Ее многочисленное семейство разрослось всего лишь за два года после появления первого ребенка, приобретенного за приличную цену в Сакраменто неким мистером Уильямом Доддом, тоже почтовым возницей, и подаренного Мэри в день, когда ей исполнилось семь лет. Она назвала этого ребенка Бедолагой, быть может, кто знает, по–матерински провидя его будущую судьбу. Поначалу это была огромная кукла (мистер Додд за свои деньги желал получить побольше), однако время и, возможно, чрезмерная материнская забота исправили этот недостаток, и она довольно быстро сбавила в весе и лишилась некоторых не очень нужных частей тела. Потом, когда она упала под колеса фургона и по ней проехал целый обоз, она еще уменьшилась в размере, но больше всего пострадали у нее голова и плечи: румянец облупился и отслаивался толстыми пластами, так что бедняжку стало не узнать. Это продолжалось до тех пор, пока голова и плечи не оказались слишком малы даже для ее отощавшего тела, и никакие ухищрения малолетней модистки не могли скрыть это уродство — ни шаль, накрепко приколоченная гвоздиками, ни шляпка, которая никак не сидела на месте и все время сползала то на лоб, то на затылок. А в одно ужасное утро, после необдуманного купания, верх совсем отвалился, и прямо из позвоночника остались торчать два отвратительных железных стержня. Даже Мэри при всем своем богатом воображении не в силах была принять эти железки за голову. Попозже в тот же день перед кузницей Джека Роупера, что на Перекрестке, появилась заплаканная девчушка в передничке, таком же ярко–голубом, как и ее глаза, — она прижимала к груди свое обезображенное детище. Кузнец узнал ее и сразу все понял.

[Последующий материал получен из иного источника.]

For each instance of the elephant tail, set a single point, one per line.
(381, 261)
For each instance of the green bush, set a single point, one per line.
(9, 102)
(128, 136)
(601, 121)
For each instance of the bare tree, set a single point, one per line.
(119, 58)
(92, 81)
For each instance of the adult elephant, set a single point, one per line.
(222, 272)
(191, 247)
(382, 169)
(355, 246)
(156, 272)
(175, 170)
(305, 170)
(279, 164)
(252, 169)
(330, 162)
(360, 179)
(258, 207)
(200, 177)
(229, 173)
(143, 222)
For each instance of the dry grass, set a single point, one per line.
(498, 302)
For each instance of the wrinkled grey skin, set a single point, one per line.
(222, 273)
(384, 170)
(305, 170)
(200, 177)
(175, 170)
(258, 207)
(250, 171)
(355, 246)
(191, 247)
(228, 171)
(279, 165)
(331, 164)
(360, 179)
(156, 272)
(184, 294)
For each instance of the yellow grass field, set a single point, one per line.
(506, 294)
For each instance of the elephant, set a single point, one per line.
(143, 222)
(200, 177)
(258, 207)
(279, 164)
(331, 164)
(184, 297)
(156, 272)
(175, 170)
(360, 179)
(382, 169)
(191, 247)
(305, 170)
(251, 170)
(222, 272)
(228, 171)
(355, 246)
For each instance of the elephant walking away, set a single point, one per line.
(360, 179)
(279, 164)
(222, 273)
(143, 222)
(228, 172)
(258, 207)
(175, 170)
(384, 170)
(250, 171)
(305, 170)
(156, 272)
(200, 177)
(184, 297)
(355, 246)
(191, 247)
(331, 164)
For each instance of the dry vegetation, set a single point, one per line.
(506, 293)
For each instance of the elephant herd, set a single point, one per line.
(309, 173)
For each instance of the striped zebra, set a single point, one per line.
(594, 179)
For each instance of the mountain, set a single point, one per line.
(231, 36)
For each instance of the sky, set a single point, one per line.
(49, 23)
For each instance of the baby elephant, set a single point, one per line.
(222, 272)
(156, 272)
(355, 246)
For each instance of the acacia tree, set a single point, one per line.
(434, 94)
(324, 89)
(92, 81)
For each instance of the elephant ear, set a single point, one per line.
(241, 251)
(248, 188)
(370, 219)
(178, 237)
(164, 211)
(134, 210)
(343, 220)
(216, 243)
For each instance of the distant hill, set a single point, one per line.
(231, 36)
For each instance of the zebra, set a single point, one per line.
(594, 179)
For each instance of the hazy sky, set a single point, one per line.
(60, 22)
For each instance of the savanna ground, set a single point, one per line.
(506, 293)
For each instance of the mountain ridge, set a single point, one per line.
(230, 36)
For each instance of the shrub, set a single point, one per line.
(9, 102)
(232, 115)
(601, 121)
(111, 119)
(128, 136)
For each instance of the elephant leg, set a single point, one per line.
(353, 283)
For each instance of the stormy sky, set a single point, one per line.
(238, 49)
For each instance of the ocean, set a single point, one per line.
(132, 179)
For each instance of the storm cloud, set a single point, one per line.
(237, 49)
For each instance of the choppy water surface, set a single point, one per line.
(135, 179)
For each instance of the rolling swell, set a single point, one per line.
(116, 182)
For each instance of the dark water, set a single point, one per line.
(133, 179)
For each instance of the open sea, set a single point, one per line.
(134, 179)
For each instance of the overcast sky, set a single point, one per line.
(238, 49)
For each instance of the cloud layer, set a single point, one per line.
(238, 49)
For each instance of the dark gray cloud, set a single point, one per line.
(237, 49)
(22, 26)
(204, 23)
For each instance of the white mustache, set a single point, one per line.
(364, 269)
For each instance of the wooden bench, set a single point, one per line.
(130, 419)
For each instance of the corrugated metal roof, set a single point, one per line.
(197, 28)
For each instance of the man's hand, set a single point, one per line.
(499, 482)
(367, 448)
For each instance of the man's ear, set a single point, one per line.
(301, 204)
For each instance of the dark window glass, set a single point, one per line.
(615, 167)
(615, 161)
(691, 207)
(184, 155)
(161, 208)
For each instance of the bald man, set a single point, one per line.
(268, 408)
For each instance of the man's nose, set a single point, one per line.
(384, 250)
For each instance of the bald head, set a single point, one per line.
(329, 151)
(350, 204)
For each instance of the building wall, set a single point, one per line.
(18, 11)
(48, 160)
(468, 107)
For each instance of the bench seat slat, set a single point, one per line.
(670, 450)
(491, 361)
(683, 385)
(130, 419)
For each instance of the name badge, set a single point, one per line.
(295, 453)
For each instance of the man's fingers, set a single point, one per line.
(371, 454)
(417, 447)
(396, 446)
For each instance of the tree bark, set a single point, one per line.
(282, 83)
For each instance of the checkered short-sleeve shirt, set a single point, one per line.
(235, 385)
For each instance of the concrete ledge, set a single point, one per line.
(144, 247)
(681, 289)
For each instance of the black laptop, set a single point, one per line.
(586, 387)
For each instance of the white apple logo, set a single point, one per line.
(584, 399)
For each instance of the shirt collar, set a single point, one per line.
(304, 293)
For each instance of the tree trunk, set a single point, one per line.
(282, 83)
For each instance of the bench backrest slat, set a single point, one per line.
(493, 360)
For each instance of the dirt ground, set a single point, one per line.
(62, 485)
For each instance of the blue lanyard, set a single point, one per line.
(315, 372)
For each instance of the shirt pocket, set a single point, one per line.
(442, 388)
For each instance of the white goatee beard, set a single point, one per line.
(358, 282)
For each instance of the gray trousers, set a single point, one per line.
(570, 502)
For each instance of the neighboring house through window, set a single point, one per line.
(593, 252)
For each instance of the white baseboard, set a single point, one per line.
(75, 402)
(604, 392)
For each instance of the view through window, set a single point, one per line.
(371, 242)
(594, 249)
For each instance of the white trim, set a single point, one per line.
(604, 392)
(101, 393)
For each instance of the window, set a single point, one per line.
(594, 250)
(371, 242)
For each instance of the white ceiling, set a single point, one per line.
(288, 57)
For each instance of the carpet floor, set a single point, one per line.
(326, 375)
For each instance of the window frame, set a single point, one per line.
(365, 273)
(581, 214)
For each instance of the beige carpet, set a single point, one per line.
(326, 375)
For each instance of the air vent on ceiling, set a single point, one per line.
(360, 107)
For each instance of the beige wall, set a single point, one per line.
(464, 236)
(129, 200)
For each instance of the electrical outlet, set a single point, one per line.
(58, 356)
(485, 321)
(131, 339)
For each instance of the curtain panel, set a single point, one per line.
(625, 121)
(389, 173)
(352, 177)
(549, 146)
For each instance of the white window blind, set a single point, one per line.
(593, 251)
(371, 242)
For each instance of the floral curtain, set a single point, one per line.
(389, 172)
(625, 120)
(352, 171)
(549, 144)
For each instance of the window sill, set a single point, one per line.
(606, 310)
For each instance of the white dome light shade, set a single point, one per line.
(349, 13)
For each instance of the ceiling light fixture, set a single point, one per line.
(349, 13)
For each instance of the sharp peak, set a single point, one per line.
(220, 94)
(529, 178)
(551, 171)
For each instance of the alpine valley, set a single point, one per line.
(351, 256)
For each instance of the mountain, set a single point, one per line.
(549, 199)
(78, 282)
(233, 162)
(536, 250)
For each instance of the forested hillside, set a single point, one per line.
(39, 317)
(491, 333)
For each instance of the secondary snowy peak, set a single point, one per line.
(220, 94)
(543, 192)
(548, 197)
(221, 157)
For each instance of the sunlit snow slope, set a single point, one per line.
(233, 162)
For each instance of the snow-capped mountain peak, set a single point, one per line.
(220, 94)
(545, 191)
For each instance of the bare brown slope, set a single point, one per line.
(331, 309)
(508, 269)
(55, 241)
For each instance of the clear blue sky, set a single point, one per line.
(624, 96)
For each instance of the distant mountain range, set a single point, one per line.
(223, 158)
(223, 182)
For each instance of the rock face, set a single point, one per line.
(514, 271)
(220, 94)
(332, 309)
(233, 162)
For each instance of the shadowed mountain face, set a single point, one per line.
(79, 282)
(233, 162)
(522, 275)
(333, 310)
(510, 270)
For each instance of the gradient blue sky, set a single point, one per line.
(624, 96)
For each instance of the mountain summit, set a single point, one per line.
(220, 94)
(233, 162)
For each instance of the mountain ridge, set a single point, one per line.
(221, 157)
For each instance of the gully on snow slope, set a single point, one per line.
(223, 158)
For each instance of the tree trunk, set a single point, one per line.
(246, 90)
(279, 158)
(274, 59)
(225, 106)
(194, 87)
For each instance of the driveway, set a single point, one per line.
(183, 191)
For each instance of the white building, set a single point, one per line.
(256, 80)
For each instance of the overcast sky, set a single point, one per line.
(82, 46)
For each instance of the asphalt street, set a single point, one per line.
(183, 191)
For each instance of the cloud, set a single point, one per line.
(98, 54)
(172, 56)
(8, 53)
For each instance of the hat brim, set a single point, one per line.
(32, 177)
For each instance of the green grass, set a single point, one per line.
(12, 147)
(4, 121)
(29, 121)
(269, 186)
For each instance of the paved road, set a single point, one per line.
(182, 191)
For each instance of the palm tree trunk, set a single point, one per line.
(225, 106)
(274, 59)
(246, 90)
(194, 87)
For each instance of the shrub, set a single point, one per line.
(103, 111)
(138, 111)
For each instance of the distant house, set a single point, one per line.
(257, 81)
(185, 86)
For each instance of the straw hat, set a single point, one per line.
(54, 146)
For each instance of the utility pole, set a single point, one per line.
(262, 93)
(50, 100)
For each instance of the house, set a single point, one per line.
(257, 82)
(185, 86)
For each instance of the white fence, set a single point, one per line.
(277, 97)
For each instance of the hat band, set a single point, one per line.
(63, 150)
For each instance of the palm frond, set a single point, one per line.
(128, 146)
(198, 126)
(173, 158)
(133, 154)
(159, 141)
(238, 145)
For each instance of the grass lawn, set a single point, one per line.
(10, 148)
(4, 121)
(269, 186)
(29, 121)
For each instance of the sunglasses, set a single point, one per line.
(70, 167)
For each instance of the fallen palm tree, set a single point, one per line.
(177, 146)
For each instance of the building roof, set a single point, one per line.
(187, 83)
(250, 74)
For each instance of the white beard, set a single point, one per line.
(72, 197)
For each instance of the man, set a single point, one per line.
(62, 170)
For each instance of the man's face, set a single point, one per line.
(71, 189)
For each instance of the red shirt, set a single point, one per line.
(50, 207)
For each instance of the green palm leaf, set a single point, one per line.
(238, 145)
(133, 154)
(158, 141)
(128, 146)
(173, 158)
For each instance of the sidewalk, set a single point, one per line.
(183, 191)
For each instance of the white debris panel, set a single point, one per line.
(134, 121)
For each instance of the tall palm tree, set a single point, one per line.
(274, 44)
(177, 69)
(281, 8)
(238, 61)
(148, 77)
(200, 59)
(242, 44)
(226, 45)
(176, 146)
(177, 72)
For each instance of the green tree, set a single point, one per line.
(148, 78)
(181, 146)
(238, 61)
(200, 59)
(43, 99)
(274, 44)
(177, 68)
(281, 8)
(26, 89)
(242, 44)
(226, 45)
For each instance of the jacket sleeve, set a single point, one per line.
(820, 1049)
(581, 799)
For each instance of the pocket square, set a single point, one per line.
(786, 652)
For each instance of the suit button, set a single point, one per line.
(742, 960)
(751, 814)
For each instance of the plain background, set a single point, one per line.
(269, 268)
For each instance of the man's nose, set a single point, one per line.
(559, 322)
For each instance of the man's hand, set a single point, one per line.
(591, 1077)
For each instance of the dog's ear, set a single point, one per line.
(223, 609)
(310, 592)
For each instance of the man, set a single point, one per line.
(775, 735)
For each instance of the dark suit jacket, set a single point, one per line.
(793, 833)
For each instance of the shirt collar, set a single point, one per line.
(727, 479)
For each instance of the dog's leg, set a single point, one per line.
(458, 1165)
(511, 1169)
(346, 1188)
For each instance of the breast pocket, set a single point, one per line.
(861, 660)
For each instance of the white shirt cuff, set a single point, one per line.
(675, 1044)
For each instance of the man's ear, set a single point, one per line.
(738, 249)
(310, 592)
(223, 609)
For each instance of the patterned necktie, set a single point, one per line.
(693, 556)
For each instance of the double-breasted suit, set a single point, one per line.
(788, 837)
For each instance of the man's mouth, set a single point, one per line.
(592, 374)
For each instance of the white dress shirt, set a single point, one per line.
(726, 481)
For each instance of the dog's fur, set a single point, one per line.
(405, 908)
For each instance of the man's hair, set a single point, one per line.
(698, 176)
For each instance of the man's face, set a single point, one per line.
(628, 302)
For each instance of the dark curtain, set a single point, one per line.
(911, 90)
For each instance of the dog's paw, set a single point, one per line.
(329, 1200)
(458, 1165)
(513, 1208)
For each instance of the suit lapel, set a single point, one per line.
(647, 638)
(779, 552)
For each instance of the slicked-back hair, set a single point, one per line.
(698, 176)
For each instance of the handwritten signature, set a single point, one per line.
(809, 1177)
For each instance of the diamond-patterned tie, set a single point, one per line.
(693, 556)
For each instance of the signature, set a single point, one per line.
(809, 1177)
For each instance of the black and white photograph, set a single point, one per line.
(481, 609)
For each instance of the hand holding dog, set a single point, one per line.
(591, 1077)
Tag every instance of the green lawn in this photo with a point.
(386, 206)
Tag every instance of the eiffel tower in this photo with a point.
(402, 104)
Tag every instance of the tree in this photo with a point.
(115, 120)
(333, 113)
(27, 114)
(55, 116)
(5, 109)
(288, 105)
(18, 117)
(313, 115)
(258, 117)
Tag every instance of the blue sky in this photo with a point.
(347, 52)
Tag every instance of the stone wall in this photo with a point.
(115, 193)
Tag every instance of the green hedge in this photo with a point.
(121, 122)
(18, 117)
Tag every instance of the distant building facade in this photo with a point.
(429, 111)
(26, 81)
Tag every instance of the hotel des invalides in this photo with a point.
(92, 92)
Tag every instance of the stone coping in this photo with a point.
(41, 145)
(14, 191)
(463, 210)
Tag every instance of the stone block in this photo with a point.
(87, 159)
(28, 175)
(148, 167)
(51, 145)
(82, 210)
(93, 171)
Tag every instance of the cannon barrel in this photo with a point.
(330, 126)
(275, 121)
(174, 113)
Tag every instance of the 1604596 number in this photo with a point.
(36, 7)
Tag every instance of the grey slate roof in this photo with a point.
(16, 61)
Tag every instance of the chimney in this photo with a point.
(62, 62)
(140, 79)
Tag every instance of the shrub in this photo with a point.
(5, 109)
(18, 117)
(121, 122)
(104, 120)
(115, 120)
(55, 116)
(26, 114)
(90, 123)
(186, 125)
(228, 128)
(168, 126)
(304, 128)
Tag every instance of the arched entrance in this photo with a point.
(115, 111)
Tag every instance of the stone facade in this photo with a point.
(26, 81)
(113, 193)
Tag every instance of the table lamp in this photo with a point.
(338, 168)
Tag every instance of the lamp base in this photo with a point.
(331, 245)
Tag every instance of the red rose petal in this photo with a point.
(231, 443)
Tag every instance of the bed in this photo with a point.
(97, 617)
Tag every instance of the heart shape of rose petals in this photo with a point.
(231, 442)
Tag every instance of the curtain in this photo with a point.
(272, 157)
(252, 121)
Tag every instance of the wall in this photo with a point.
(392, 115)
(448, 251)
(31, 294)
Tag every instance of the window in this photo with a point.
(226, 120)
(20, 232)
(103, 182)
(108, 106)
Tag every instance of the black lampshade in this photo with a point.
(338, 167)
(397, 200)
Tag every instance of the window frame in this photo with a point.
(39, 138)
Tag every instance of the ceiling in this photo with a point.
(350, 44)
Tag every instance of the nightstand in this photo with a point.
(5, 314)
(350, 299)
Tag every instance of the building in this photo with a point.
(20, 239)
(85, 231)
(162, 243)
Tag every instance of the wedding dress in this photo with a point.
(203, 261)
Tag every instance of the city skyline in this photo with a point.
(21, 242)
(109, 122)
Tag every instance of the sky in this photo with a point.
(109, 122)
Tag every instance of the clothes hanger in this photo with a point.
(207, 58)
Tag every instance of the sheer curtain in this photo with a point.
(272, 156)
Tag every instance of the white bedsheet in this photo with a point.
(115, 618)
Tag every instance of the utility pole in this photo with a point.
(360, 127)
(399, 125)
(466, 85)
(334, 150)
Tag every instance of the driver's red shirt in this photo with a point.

— А у тебя дома не найдется другой головы, завалящей какой‑нибудь? —сочувственно спросил он.

Мэри печально покачала головой. Детей у нее было много, но по отдельности рук, ног и прочего она не заводила.

— И совсем ничего подходящего нету? — участливо допытывался кузнец.

Глаза любящей мамаши наполнились слезами.

— Нет, ничего нету!

— А может, перевернуть ее вверх тормашками? — задумчиво продолжал Джек Роупер. Воображение истинного художника подсказало ему выход. — Из этих железок получатся отличные ноги. Смотри‑ка… — Он коснулся двух торчащих стержней и уже хотел было перевернуть куклу вверх ногами, но тут девочка испуганно, чисто по–женски ойкнула и поспешно удержала его бестактную руку.

— Вон как! —понимающе сказал Джек. —Тогда приходи завтра утром, и мы что‑нибудь придумаем.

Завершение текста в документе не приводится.